On Fri, Oct 31, 2014 at 01:02:44AM +0300, Alex Kost wrote:
> I suggest this ↑  IIUC it is a common practice in other distributions.

This is absolutely no argument for us! We have quite a few different
practices from other distributions (and some of them are more logical,
I think, like trying to stick to upstream instead of making our life
more difficult).

> Andreas prefers this ↑

I did not say this. I simply pointed out two different "algorithmic" naming
schemes in the sense that there is an algorithm transforming an upstream name
into a package name. Both have strange effects, I think.

> I'm against any strict binding to an upstream name.  Why should we stick
> to a (potentially strange) upstream name if we know better how a package
> should be called?

This is what we have done so far and it is part of the packaging guidelines.
Otherwise there would be absolutely no limit to renaming and bikeshedding.
What if you think that "foo" should be renamed "bar" and I think it should
be renamed "truc"?

If you want to make a suggestion of a naming scheme that others can follow,
please come up with a description of an algorithm as for python modules -
a transformation of an upstream name into a package name.

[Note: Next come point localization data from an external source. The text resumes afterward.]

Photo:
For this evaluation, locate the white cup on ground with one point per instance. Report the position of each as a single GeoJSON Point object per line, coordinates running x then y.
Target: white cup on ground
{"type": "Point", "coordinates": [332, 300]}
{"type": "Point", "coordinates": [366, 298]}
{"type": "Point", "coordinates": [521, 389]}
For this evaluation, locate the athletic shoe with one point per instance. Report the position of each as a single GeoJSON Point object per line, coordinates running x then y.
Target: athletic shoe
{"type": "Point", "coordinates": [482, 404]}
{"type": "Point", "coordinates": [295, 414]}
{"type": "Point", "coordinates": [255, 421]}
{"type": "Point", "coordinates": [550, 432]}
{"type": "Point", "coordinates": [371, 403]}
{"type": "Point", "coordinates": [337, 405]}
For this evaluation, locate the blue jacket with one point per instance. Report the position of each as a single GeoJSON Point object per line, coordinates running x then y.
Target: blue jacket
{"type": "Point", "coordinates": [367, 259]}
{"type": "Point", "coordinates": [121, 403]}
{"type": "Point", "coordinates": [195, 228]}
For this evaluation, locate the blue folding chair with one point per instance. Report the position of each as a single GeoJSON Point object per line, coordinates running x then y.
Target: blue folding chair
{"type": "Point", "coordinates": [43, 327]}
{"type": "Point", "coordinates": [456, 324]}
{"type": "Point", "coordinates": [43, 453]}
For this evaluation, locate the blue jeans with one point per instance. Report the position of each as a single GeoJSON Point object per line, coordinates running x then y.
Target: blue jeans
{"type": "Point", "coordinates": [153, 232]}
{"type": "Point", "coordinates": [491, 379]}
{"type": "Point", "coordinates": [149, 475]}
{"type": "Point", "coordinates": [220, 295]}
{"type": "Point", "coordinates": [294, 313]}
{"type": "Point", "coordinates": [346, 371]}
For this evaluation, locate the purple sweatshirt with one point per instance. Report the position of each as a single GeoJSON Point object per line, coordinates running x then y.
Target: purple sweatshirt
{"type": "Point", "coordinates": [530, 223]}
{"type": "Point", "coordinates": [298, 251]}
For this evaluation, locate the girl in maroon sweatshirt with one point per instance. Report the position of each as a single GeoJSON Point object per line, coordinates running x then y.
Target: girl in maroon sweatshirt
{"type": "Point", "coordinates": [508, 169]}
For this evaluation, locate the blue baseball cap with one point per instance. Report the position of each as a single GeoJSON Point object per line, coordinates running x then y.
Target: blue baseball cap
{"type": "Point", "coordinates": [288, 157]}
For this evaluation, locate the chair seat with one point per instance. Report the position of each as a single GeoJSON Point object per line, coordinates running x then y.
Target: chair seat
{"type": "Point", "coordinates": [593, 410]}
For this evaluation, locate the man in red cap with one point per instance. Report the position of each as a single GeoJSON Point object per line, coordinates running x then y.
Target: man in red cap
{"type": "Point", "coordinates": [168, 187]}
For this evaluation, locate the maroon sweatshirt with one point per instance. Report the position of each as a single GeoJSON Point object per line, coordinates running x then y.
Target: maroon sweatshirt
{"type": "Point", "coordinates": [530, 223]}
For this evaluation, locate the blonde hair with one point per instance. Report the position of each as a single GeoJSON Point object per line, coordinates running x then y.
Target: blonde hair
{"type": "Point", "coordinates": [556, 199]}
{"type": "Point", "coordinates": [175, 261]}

To be constructive (which is a bit difficult, as I am still not convinced
we should have a special naming scheme for fonts, but admittedly it has
advantages!), here are a few questions that we should answer:

1)
Do we want to have the font format as part of the name?
Not having it would make things easier for packages containing several
formats; a user looking only for special types of fonts would then have to
go through the package descriptions. We could then prepend "font" or "fonts"
to the package name and drop it from inside (or keep it additionally inside,
which would be somewhat strange, but would avoid strange names occurring for
"unifont", for instance).

2)
Do we distinguish between packages containing one font (possibly in several
variants), prepending it with "font-", and packages containing several
fonts, prepending it with "fonts-", or do we go with a common prefix?

3)
If we want to add the font format to the package name, which font formats
do we want to "support"? We need a complete list.

4)
For the sake of argument, assume we decided on ttf and otf in 2).
Then packages containing only ttf could be prepended with "ttf" or "ttf-font"
or something like this, likewise for packages containing only otf.
We could use the "file extension" such as "ttf", or any longer version
such as "true-type-fonts".

What would we do for packages containing exactly both?
None of them?
ttf and others?
otf and others?
ttf, otf and others?
There are several solutions to this.
Notice that if our list of font formats has n entries, we have 2^n-1 possible
combinations. So the longer the list, the less reasonable it seems to prepend
all contained formats.
Notice that such a naming scheme also puts the burden on the packager of
determining the exact list of font formats contained in an upstream package.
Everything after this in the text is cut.